The $30 million competition aimed to “inspire engineers and entrepreneurs to develop low-cost methods of robotic space exploration.” Google’s competition requires participants to develop a rover that can roam up to 500 metres on the surface of moon and collect data. The operation needs to be 90 per cent privately funded, and the launch contract needs to be secured with a space agency before 2016. The final launch has to take place in 2017.
TeamIndus is the only Indian team in the contest, becoming the fourth one globally to announce a launch contract. A team from Israel and two from US have also made the announcement. A total of 16 teams are in the race so far, and over 30 were shortlisted.
The company has been working with ISRO for the past two years and their Lunar project has been in works since 2012. In 2014, they were awarded a $1 million ‘milestone prize’ by Google for successfully demonstrating a working model of their design. TeamIndus plans to make the launch on December 28, 2017, after conducting three rehearsals.

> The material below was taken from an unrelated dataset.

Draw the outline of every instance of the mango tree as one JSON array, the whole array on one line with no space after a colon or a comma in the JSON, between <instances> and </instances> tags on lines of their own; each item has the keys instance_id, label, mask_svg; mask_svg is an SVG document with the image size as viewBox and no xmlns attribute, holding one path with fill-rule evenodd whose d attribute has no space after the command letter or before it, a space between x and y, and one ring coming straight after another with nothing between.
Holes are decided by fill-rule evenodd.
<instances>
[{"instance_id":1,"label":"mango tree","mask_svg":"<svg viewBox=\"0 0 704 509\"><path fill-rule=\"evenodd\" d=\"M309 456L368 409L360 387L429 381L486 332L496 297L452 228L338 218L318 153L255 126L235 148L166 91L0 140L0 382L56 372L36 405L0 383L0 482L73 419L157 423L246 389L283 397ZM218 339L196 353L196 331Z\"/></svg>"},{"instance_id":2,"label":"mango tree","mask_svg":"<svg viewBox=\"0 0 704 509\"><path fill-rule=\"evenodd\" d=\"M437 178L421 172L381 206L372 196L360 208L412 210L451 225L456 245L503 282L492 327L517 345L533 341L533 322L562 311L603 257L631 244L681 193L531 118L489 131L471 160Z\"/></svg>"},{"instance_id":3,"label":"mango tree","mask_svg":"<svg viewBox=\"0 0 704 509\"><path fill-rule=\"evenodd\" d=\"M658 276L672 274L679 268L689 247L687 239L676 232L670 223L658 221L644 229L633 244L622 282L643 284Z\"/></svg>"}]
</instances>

The rover is expected to land on January 28, 2018 in the moon’s northwest region.
“What gave us confidence to dream big when we started on this journey many years back was the heft of the scientific legacy that India, with ISRO, created over decades. This launch contract reaffirms our mission as a truly Indian mission where the best of India’s public and private enterprises have come together to realise a common dream,” said Rahul Narayan, TeamIndus’ Fleet Commander.
“As far as simulation, design and analysis goes, we’re 90 per cent sure of ourselves. Touchdown can be tricky, but I’d say we’re about 75 per cent sure about,” he added. “Recently European Space Agency’s mars rover crashed destroying nearly nine months of their work. ”
“We believe we have an advantage compared to the other teams because we have an indigenous ecosystem available for us thanks to ISRO,” said Narayan at the announcement.
The roughly $60 million dollar project has been built from scratch in India to minimise the cost and overall team of over 100 people, including 20 retired ISRO scientists, have worked on it. The funding rest on several investors, which includes Ratan Tata.
The rover will carry a tricolour flag which will be erected upon its landing on the moon. Though working closely with ISRO for developing and launching the mission, TeamIndus asserts the final mission control for the rover remains with them.